Microsoft Tay ultimately failed because she was learning from examples of hateful online behaviour, and was not presented with an accurate depiction of online interaction.

2. Amazon training it’s AI to be misogynistic when hiring

In pursuit of automating the recruitment process, Amazon created a machine learning algorithm to help choose top candidates for positions at the organization. The program learned by analyzing the resumes of applicants that applied to the company over a ten year period, and seeing who had been successful.

What Amazon did not anticipate was that most of the applicants in its data set were male, reflecting male dominance in the tech industry. The program quickly learned to prioritize male candidates over female candidates. According to the Guardian, the algorithm “penalized résumés that included the word ‘women’s’, as in ‘women’s chess club captain’. And it downgraded graduates of two all-women’s colleges, according to people familiar with the matter.” Perhaps if the program was presented with a more diverse candidate dataset it would have been more successful at picking candidates for the company.

3. Google Flu Tracker

In 2012/2013 Google attempted to track flu outbreaks worldwide based on search results. In 2013, Researchers documented in Nature Journal that the program was vastly overestimating the number of flu cases, having recorded about double the number of cases that the US Centers for Disease Control and Prevention (CDC) reported.

One reason that the Google Flu Trends algorithm may have been so wrong could be targeting the wrong search terms. Just because someone googled “flu vaccine” it does not necessarily mean that they’re actually sick. Secondly, Google’s search prompt feature may have skewed the results. For example if you search “flu symptoms” you may also get prompts for similar searches such as “flu treatment”. This could lead to the algorithm overcounting the amount of searches being made.

Perhaps if Google’s algorithm’s data parameters were more well defined they would have been better able to predict the flu season.

4. IBM Watson making unsafe cancer treatment recommendations

Watson was intended as a tool to successfully diagnose and treat cancer patients. Recent internal IBM documents have surfaced documenting the computer frequently giving wrong or downright harmful advice, “like when it suggested a cancer patient with severe bleeding be given a drug that could cause the bleeding to worsen.” (The Verge)
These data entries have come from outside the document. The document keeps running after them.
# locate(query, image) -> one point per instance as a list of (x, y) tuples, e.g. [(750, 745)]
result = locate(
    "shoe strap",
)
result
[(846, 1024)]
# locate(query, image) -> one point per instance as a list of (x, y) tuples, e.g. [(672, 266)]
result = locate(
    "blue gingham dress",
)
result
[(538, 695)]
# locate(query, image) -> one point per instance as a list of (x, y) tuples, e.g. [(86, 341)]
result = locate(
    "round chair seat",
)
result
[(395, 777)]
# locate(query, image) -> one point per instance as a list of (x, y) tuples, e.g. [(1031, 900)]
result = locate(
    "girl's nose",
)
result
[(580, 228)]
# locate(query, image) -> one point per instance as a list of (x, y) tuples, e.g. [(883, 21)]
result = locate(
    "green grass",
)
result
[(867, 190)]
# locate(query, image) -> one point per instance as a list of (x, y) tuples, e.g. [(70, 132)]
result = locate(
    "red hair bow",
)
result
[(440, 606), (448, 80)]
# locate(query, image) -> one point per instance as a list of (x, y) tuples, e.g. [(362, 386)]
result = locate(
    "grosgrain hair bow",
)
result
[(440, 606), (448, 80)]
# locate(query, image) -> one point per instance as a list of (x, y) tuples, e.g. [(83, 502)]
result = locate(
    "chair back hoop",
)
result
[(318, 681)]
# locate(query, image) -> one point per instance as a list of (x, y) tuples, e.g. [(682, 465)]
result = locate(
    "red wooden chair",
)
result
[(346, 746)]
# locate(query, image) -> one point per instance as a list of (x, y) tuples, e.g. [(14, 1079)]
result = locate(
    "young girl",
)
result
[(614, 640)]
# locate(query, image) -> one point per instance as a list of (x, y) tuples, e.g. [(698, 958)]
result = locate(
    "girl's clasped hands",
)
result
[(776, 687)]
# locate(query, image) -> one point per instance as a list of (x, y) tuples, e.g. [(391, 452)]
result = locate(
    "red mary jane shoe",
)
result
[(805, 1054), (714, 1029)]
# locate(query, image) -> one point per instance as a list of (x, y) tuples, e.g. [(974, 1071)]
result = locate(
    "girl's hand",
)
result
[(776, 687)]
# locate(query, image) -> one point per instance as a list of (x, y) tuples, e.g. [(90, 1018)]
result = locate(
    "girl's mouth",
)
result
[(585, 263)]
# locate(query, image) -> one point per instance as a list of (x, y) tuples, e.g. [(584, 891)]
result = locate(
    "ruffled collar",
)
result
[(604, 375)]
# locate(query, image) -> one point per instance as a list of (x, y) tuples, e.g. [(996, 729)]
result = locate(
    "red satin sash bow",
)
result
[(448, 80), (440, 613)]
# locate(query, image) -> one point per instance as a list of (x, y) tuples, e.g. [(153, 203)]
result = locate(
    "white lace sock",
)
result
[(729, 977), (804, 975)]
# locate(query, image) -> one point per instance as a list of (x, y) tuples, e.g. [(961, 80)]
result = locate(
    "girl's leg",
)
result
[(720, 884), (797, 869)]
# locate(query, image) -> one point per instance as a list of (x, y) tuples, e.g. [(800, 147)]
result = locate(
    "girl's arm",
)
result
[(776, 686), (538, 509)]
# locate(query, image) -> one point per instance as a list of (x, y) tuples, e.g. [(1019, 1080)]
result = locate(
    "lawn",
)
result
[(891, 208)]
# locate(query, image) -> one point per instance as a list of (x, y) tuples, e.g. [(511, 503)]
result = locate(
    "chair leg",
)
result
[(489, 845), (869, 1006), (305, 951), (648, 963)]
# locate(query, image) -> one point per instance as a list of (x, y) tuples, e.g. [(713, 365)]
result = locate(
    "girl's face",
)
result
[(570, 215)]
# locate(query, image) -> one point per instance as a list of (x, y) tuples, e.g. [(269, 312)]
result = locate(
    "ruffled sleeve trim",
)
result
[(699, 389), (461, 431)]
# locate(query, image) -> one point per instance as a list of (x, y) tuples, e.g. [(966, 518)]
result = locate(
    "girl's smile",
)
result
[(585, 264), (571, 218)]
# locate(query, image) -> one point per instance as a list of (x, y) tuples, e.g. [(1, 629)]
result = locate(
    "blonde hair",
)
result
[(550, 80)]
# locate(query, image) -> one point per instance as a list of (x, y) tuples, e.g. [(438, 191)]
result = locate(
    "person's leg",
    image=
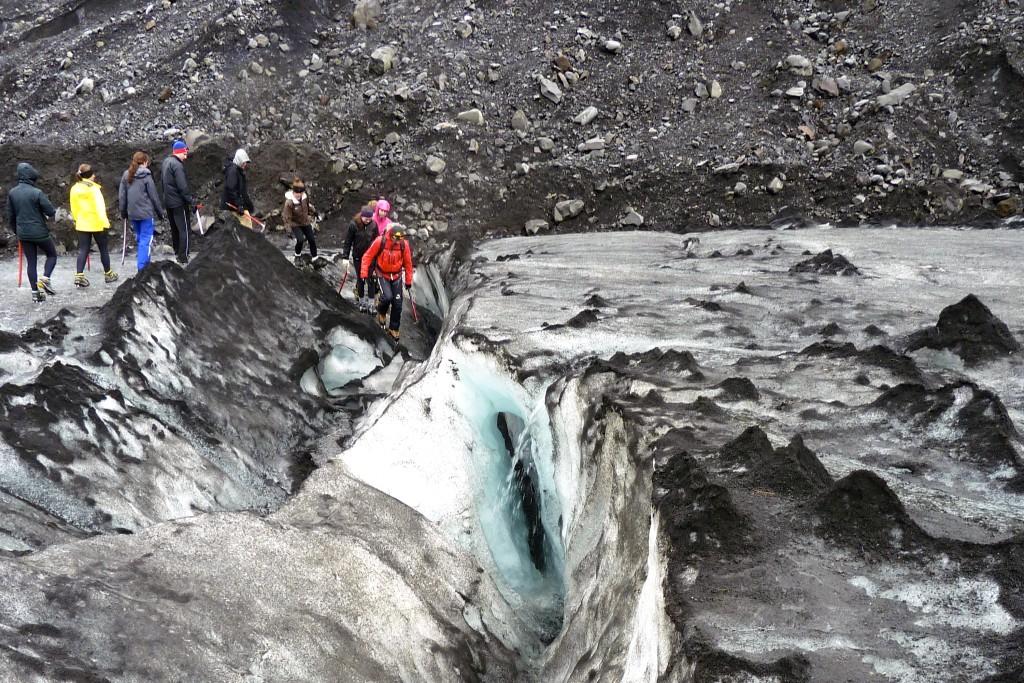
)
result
[(102, 243), (174, 218), (84, 242), (395, 305), (143, 231), (31, 254), (311, 239), (50, 249)]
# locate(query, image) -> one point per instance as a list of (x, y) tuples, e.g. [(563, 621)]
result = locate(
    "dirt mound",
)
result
[(970, 330), (983, 434), (826, 263), (793, 470), (862, 513)]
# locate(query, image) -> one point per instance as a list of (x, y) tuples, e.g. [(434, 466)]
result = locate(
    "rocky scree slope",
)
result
[(691, 115)]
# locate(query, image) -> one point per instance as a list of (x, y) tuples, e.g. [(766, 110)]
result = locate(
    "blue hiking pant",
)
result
[(143, 240)]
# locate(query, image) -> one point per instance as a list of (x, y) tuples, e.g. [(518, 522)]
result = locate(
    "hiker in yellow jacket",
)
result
[(89, 211)]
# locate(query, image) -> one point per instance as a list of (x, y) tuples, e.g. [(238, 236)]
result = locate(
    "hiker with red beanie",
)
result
[(381, 211), (178, 199), (388, 256)]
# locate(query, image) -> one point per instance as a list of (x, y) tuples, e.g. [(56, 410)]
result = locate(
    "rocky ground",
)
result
[(500, 117)]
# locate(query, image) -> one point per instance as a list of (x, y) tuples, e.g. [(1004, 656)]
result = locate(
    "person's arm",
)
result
[(180, 179), (346, 250), (288, 213), (369, 257), (409, 265), (45, 206), (10, 214), (123, 197)]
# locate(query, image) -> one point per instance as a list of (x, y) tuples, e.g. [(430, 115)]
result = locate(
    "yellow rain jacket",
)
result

These issues may have arisen because Watson was only given hypothetical data, rather than that of real patients. The bias of the few doctors providing the hypothetical diagnosis and treatment options was one of the main reasons for the computer’s failure in providing legitimate diagnosis and treatment options. The computer may have had more accurate results if it was learning from diverse, real-life scenarios.
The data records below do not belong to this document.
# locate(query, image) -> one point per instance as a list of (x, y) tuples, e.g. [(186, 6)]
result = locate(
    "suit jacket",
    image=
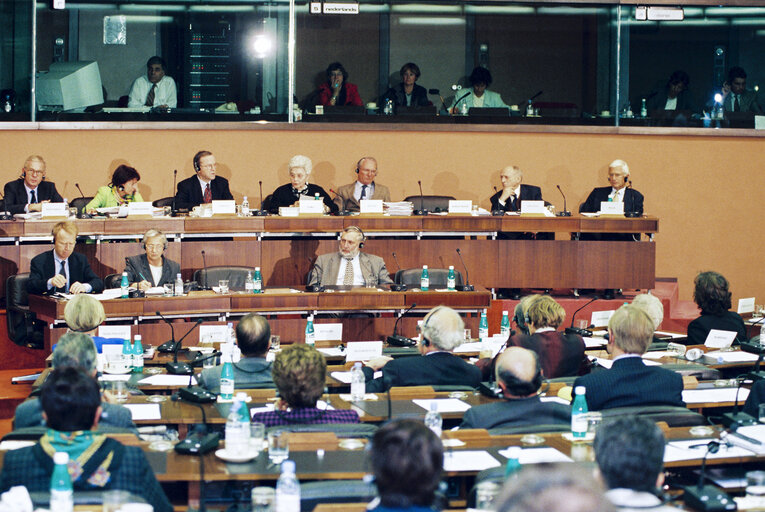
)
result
[(519, 412), (630, 382), (326, 267), (16, 195), (528, 193), (432, 369), (190, 191), (346, 201), (43, 267)]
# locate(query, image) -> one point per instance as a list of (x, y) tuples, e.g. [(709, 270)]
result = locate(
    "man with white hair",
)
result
[(442, 331)]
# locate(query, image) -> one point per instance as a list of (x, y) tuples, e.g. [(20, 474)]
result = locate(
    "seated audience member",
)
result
[(71, 405), (561, 355), (122, 190), (629, 381), (630, 455), (62, 269), (712, 295), (349, 196), (407, 463), (152, 268), (407, 93), (205, 187), (520, 378), (253, 335), (442, 331), (78, 351), (300, 168), (300, 372), (559, 487), (27, 193), (349, 266), (156, 89), (337, 90)]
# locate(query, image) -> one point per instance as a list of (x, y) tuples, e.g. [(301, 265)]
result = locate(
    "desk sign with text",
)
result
[(460, 206), (370, 206), (362, 350)]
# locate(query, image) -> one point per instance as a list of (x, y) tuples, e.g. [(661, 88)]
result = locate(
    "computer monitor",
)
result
[(69, 86)]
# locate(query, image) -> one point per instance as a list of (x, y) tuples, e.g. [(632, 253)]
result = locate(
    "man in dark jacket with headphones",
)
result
[(519, 376)]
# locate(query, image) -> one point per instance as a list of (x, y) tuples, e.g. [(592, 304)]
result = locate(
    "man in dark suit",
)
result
[(629, 381), (62, 269), (442, 331), (205, 187), (27, 193), (519, 376)]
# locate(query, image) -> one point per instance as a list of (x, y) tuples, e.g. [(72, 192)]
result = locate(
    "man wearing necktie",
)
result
[(349, 196), (63, 270)]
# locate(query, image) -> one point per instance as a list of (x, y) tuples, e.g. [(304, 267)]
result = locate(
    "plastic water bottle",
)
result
[(288, 489), (61, 492), (483, 326), (579, 413), (358, 383), (124, 284), (137, 355), (178, 285), (504, 326), (310, 335), (433, 419)]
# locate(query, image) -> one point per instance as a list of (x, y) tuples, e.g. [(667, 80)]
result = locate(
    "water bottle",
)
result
[(579, 414), (310, 335), (483, 326), (61, 492), (137, 355), (178, 285), (124, 284), (433, 419), (504, 326), (288, 489), (257, 281), (358, 383)]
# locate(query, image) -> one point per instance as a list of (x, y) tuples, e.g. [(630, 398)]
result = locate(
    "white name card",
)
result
[(54, 210), (362, 350), (611, 208), (745, 305), (140, 208), (460, 206), (224, 207), (719, 339), (328, 332), (371, 206)]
5. Flawed algorithm deports thousands of students in the UK

After reporters were successfully able to cheat their way through an English language competency test in 2014, stories of student-visa fraud in the UK gained popularity. The UK government enlisted English Testing Services to analyze test audio files to determine whether the candidate had a proxy take the exam.
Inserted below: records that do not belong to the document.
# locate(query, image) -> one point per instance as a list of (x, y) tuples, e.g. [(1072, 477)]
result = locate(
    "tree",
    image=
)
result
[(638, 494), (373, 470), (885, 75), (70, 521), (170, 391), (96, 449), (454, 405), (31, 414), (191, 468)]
The voice analysis algorithm found approximately 33,000 tests where it was certain that the student had cheated.Those students were deported. Additionally, approximately 23,000 ‘questionable’ tests were identified, where the candidate was interviewed before any action was taken. “By the end of 2016, the Home Office had revoked the visas of nearly 36,000 students who took the test.” (Independent)

In secondary analysis of the program, when the results were compared with human evaluation, it was discovered that the algorithm was wrong in 20% of cases, leading to approximately 7,000 students being wrongfully deported. The UK could have avoided wrongfully deporting thousands of students by ensuring that the model used was trained on more accurate data.